Zum Auftakt der Veranstaltung gab Prof. Dr. Patrick Glauner (Technische Hochschule Deggendorf) einen branchenweiten Überblick über die Auswirkungen von KI auf die Weltwirtschaft. Die Tatsache, dass Fragen rund um den Einsatz von KI das diesjährige Weltwirtschaftsforum in Davos beherrschten, zeige eindrucksvoll, dass sich führende Wirtschaftsnationen der transformatorischen Bedeutung der Technologie bewusst seien. Während China als „weltweiter Innovationsmotor“ die Entwicklungen maßgebend vorantreibe und auch die Vereinigten Staaten signifikante Investitionen im Bereich KI vornähmen, bestehe in der Europäischen Union eine Tendenz der Überregulierung, die bisweilen innovationshemmend wirke. Vor diesem Hintergrund werde auch die jüngst in Kraft getretene KI-Verordnung eine Vielzahl von Unternehmen vor regulatorische Herausforderungen stellen.
Dennoch sei die Integration von KI im eigenen Unternehmen unabdingbar, dürfe jedoch nicht als reiner Selbstzweck verstanden werden. So bedürfe es statt des ziellosen Einsatzes der Herausarbeitung von bestimmten KI Use Cases innerhalb einer ganzheitlichen KI-Strategie des Unternehmens. Schließlich sei auch in der Belegschaft ein grundlegendes Verständnis für die Materie erforderlich, um KI gewinnbringend in die interne Wertschöpfungskette zu integrieren oder gar für Kunden im Rahmen von entsprechenden Dienstleistungen nutzbar zu machen.
Große Herausforderung für den Rechtsmarkt
Daran anknüpfend konstatierten Dr. Hilke Herchen (CMS, Hamburg) und Dr. Markus Kaulartz (CMS, München) im Rahmen ihres Vortrages, dass der Einsatz von KI auch den Rechtsmarkt vor große Herausforderungen stellen werde. Insbesondere der Mangel an Know-How, die hohen Anforderungen an Qualität und Quantität von Daten für die Entwicklung tragfähiger KI-Lösungen sowie der hohe Finanzierungsbedarf sorgten dafür, dass Wirtschaftskanzleien in zunehmend Kooperationen mit KI-Unternehmen zur Entfaltung wechselseitiger Synergien eingingen. Zu nennen seien etwa die in Zusammenarbeit zwischen PwC Deutschland und Aleph Alpha entwickelte und derzeit auf Digital Operational Resilience Act (DORA)-Compliance ausgerichtete KI-Lösung „creance.ai“ sowie das aus der Feder von CMS und Xayn stammende juristische Sprachtool „Noxtua“. Stark vom Einzelfall abhängig sei hingegen die konkrete Ausgestaltung der jeweiligen Kooperation. Hier kämen – auch branchenweite – Joint Ventures, schuldrechtliche Kooperationsverträge, Lizenzierungen sowie das Outsourcing von Tätigkeiten an KI-Unternehmen in Betracht. Im Ergebnis werde die erhöhte Nachfrage nach KI-relevanten Zukäufen sowie die Gründung neuer Joint Ventures auch den M&A-Markt befeuern.

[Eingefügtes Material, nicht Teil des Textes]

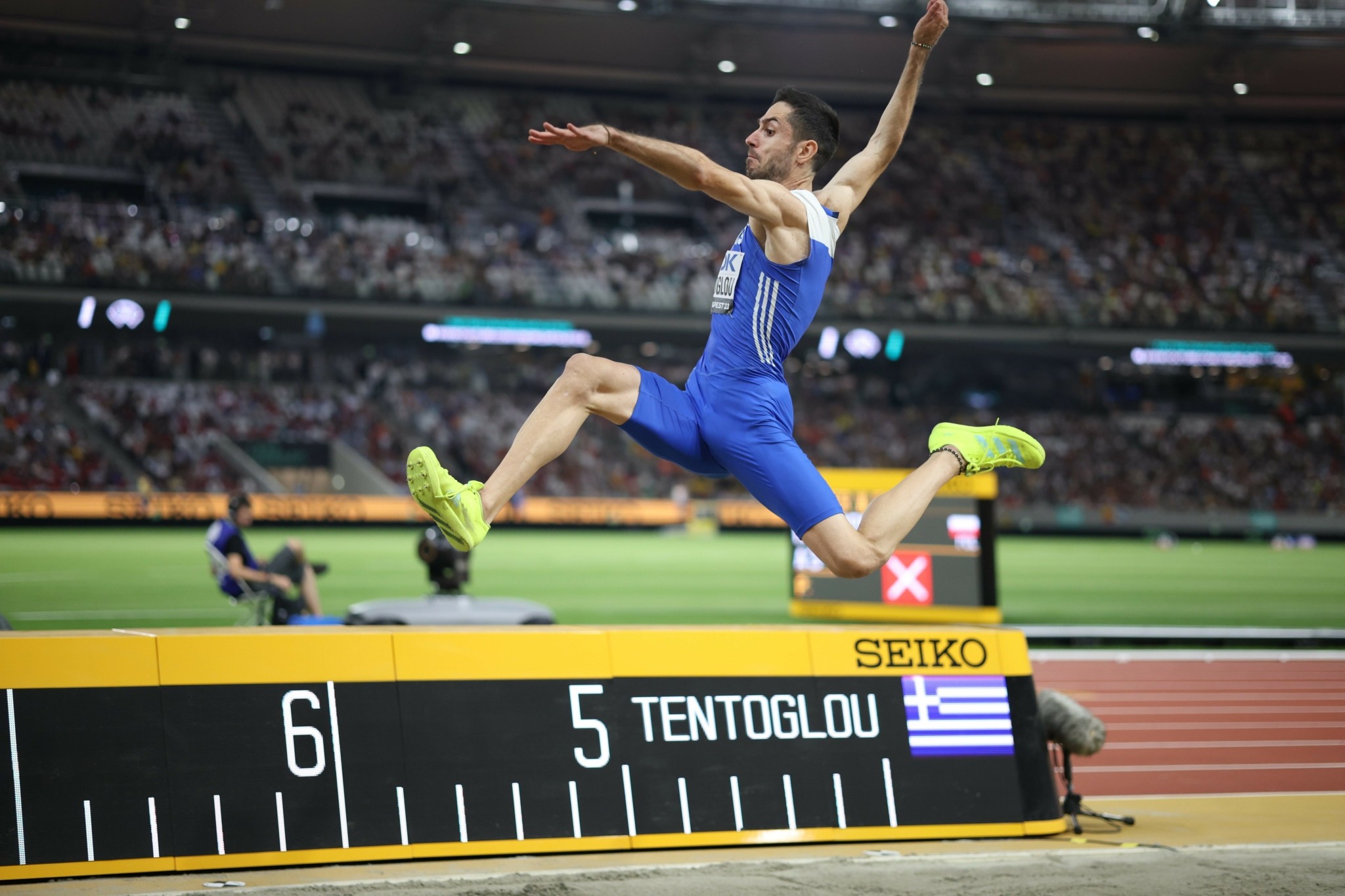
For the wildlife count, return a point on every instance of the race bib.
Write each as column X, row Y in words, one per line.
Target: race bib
column 726, row 281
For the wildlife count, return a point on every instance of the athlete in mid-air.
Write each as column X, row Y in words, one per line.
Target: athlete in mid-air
column 736, row 416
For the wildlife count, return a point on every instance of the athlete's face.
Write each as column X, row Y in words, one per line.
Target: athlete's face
column 771, row 146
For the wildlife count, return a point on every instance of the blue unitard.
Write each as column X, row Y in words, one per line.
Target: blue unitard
column 735, row 417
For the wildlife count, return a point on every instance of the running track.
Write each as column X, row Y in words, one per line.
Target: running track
column 1204, row 723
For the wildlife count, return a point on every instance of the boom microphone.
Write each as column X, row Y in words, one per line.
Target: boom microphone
column 1070, row 725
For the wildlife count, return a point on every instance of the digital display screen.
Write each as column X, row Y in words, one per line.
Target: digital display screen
column 946, row 561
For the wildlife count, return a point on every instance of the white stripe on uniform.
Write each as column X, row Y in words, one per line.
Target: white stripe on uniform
column 757, row 317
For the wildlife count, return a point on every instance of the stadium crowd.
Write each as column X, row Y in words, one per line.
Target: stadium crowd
column 1109, row 445
column 979, row 219
column 41, row 450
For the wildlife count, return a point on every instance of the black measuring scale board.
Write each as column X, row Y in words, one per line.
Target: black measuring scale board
column 455, row 743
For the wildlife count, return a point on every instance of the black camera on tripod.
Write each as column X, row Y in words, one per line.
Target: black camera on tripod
column 447, row 566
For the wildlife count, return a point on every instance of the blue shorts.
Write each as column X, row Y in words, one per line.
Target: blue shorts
column 735, row 427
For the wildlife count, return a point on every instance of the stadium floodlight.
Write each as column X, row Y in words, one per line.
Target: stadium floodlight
column 125, row 312
column 827, row 344
column 486, row 331
column 862, row 343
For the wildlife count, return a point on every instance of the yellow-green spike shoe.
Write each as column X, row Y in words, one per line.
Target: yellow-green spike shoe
column 986, row 448
column 455, row 507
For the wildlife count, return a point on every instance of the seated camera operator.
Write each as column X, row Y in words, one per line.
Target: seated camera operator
column 276, row 576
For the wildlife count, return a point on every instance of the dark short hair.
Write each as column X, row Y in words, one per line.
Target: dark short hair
column 237, row 501
column 811, row 119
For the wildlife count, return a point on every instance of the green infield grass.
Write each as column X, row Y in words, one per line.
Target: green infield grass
column 100, row 578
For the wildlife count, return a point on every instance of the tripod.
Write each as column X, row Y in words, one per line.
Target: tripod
column 1072, row 803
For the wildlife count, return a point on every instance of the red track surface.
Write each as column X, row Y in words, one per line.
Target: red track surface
column 1207, row 726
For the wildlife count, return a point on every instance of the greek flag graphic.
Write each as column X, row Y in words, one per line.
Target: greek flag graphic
column 958, row 715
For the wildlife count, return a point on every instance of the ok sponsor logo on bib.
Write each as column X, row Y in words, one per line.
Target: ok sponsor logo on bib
column 726, row 281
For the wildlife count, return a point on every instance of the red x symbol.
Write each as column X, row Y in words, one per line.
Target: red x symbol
column 908, row 578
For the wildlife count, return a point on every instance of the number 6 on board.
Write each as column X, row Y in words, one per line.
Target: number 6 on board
column 303, row 731
column 580, row 721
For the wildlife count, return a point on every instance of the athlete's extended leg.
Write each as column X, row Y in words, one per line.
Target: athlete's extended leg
column 854, row 554
column 954, row 450
column 588, row 386
column 464, row 511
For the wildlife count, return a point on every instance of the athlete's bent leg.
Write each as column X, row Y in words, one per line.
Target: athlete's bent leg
column 854, row 554
column 588, row 386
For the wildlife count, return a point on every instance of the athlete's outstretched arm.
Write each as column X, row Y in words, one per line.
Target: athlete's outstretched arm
column 766, row 200
column 852, row 183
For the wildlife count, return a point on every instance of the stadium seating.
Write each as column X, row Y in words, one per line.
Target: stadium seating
column 1106, row 449
column 981, row 219
column 41, row 450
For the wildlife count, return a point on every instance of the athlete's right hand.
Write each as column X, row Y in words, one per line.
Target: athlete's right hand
column 933, row 23
column 571, row 137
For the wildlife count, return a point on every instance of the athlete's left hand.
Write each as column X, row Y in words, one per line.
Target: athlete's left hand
column 571, row 137
column 933, row 23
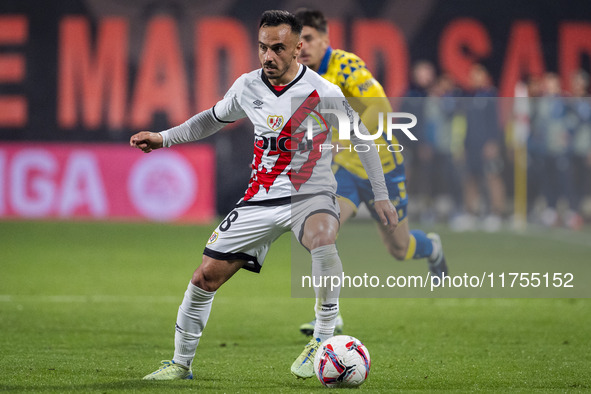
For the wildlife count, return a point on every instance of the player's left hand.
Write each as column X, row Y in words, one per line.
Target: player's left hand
column 387, row 213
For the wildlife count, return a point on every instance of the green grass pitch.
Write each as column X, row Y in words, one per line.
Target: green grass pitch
column 90, row 307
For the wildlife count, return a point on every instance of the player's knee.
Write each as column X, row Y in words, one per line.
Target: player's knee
column 204, row 279
column 398, row 251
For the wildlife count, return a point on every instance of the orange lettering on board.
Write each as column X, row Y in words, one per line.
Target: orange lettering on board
column 214, row 77
column 523, row 57
column 88, row 82
column 574, row 41
column 14, row 30
column 463, row 43
column 161, row 84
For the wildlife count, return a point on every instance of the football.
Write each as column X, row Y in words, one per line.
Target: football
column 342, row 361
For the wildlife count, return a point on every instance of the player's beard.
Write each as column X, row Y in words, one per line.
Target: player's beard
column 274, row 72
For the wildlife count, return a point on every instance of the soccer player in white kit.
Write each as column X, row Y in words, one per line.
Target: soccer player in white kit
column 291, row 187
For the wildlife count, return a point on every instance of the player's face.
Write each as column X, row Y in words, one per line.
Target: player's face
column 279, row 47
column 314, row 47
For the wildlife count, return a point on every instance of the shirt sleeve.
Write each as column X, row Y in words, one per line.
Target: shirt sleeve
column 208, row 122
column 228, row 109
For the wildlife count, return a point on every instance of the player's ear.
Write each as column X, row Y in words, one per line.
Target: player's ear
column 298, row 49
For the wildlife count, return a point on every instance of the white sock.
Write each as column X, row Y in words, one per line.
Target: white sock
column 326, row 262
column 190, row 322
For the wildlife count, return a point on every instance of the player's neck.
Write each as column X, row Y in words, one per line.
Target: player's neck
column 287, row 77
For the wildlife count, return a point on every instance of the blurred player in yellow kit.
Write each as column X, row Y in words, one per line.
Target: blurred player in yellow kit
column 349, row 73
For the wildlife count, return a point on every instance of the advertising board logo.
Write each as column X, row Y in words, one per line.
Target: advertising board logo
column 162, row 186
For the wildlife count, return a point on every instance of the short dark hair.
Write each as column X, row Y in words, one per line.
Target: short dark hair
column 280, row 17
column 312, row 18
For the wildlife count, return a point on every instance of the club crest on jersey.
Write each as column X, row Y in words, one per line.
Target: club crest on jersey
column 275, row 122
column 213, row 237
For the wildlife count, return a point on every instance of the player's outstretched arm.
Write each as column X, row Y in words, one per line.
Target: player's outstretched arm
column 387, row 213
column 146, row 141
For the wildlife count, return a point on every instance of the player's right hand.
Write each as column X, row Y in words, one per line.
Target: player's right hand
column 146, row 141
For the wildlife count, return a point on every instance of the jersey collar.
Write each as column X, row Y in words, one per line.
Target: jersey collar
column 289, row 85
column 325, row 60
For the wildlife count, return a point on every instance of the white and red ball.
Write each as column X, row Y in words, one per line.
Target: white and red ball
column 342, row 361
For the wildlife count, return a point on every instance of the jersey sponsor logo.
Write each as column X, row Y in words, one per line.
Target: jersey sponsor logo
column 266, row 178
column 275, row 122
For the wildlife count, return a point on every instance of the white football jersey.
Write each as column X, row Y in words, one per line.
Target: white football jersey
column 285, row 163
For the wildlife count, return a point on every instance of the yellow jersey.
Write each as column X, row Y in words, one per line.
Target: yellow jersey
column 348, row 72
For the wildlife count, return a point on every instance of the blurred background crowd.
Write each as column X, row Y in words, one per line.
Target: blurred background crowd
column 462, row 169
column 501, row 97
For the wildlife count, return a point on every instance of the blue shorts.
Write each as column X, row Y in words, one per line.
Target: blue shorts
column 358, row 190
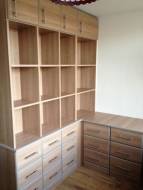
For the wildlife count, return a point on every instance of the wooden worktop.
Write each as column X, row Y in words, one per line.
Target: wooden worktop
column 121, row 122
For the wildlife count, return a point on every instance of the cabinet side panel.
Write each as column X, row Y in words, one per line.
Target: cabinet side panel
column 7, row 170
column 6, row 132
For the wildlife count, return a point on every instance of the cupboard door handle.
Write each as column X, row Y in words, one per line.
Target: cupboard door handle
column 70, row 162
column 43, row 15
column 71, row 133
column 52, row 143
column 52, row 176
column 64, row 20
column 50, row 161
column 31, row 155
column 31, row 174
column 14, row 8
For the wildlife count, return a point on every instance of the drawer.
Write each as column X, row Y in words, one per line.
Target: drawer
column 51, row 160
column 53, row 177
column 126, row 137
column 69, row 148
column 29, row 174
column 126, row 152
column 51, row 142
column 95, row 130
column 96, row 158
column 69, row 132
column 125, row 168
column 96, row 167
column 36, row 185
column 96, row 144
column 28, row 154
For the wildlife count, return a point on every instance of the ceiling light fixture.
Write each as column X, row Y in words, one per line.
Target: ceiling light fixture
column 73, row 2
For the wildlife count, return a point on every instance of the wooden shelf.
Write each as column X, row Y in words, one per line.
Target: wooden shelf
column 51, row 117
column 67, row 110
column 23, row 44
column 50, row 83
column 25, row 86
column 85, row 78
column 86, row 52
column 67, row 80
column 86, row 101
column 26, row 125
column 67, row 44
column 49, row 47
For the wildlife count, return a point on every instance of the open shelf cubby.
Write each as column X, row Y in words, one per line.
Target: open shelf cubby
column 50, row 82
column 86, row 52
column 23, row 44
column 51, row 116
column 25, row 86
column 67, row 46
column 49, row 47
column 67, row 80
column 85, row 102
column 67, row 110
column 85, row 78
column 26, row 125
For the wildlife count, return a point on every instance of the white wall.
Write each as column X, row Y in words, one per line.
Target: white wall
column 120, row 64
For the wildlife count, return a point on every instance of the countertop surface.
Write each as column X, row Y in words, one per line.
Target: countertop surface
column 117, row 121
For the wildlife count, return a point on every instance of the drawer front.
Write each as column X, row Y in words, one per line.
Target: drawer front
column 96, row 158
column 28, row 154
column 52, row 177
column 126, row 137
column 125, row 168
column 51, row 142
column 96, row 144
column 96, row 130
column 70, row 132
column 29, row 174
column 35, row 185
column 51, row 160
column 126, row 152
column 69, row 148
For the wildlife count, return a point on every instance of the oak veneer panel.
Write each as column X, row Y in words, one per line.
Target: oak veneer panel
column 67, row 47
column 126, row 152
column 127, row 137
column 96, row 144
column 50, row 83
column 6, row 123
column 23, row 44
column 49, row 47
column 49, row 14
column 25, row 86
column 67, row 110
column 67, row 80
column 51, row 117
column 85, row 78
column 23, row 10
column 86, row 52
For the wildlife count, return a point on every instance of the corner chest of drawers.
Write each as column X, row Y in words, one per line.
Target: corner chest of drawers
column 117, row 152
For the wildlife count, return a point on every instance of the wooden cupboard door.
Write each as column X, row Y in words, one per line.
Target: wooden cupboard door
column 88, row 26
column 69, row 21
column 50, row 14
column 23, row 10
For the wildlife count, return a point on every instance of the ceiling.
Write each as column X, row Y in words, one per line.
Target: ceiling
column 108, row 7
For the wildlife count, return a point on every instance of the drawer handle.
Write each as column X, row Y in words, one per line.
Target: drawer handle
column 54, row 142
column 31, row 155
column 70, row 148
column 70, row 162
column 54, row 175
column 53, row 159
column 71, row 133
column 31, row 174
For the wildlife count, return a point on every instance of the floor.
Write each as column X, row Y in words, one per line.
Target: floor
column 85, row 179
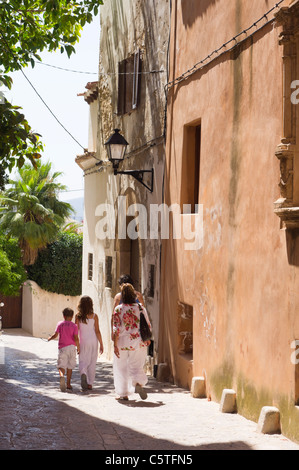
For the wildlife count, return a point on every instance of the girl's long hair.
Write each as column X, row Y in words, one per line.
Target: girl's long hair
column 85, row 307
column 128, row 294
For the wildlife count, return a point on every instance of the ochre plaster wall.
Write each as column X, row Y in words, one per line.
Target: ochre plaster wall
column 243, row 283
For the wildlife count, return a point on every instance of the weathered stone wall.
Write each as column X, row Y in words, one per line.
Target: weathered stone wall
column 242, row 284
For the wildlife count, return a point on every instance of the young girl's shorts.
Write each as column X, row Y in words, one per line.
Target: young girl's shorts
column 67, row 357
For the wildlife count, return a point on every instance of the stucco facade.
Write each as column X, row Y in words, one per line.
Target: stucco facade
column 237, row 295
column 133, row 34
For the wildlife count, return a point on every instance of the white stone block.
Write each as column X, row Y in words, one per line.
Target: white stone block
column 228, row 402
column 198, row 387
column 269, row 421
column 163, row 372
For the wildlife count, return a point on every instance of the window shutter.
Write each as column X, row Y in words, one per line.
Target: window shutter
column 129, row 84
column 121, row 87
column 136, row 82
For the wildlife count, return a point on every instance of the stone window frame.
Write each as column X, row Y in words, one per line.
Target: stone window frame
column 129, row 78
column 287, row 206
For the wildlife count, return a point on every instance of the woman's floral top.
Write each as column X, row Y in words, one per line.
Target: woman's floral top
column 126, row 320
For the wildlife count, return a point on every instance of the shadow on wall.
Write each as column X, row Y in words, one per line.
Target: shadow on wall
column 192, row 9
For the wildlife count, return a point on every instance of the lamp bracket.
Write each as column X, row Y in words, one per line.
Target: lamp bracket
column 138, row 175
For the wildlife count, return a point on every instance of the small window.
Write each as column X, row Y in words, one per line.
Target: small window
column 191, row 166
column 129, row 83
column 185, row 329
column 90, row 266
column 151, row 281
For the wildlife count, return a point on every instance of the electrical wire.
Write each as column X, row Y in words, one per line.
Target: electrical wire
column 35, row 90
column 100, row 73
column 199, row 65
column 49, row 109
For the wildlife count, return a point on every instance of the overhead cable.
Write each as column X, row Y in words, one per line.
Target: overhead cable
column 100, row 73
column 203, row 63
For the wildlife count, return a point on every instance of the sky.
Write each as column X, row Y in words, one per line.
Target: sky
column 59, row 90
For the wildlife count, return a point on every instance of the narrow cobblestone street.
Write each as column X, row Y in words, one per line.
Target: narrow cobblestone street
column 36, row 415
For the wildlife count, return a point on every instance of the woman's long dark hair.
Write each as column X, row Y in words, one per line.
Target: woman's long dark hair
column 85, row 307
column 128, row 294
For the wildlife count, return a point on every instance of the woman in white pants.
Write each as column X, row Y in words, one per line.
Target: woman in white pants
column 129, row 349
column 90, row 337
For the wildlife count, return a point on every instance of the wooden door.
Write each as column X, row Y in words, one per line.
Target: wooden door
column 11, row 313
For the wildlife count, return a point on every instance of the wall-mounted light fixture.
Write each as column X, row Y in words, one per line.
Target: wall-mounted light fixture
column 116, row 148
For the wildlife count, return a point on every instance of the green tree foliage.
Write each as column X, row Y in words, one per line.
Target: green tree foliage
column 30, row 210
column 27, row 27
column 58, row 268
column 12, row 272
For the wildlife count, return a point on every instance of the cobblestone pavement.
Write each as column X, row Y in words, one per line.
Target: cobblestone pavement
column 36, row 415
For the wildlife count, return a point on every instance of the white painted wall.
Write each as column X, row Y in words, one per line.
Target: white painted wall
column 42, row 310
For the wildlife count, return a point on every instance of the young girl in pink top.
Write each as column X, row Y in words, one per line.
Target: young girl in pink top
column 68, row 340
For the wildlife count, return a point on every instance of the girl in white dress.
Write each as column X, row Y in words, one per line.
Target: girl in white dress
column 89, row 336
column 129, row 349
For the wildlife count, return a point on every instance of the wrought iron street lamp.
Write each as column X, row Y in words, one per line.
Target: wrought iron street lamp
column 116, row 148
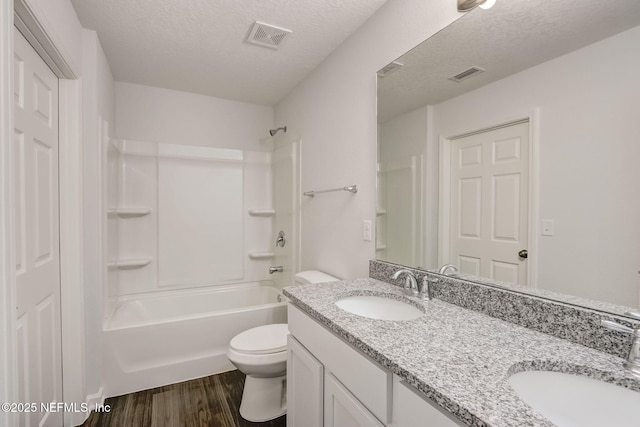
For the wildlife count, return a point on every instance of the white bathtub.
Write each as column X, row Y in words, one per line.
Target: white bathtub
column 169, row 337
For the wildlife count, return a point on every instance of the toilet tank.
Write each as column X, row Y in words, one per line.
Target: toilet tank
column 313, row 276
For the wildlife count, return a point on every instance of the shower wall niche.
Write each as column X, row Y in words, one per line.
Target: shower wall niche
column 182, row 216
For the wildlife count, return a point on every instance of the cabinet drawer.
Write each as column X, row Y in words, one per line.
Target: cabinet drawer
column 366, row 380
column 411, row 408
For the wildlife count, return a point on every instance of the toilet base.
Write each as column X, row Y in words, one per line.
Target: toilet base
column 264, row 399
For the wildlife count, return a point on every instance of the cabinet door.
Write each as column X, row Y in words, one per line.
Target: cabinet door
column 342, row 409
column 304, row 386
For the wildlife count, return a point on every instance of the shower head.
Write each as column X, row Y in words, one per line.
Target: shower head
column 272, row 132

KI als disruptive Technologie
Bei der sich anschließenden Paneldiskussion nahmen neben Prof. Dr. Patrick Glauner (in der Moderation) und Dr. Markus Kaulartz sowohl Marc Geiger (Gleiss Lutz, Stuttgart) als auch Tobias Haar (Aleph Alpha, Heidelberg) auf dem Podium Platz. Letzterer verwies in der folgenden Debatte auf die Eigenschaft von KI als disruptive Technologie. Trotz der damit verbundenen Herausforderungen gehe es für den Juristen am Ende aber darum, die mit dem Einsatz von KI einhergehenden rechtlichen Fragestellungen in bekannte Kategorien – etwa das Wettbewerbsrecht oder das Gesellschaftsrecht – einzusortieren. In der KI-Verordnung sieht Tobias Haar die Fortsetzung eines Trends in den Bereichen Bürokratisierung und Regulierung. Aufgrund der Erstreckung des Anwendungsbereichs auf Betreiber und Anbieter sähen sich in Zukunft viele Unternehmen mit den Folgen der KI-Verordnung konfrontiert.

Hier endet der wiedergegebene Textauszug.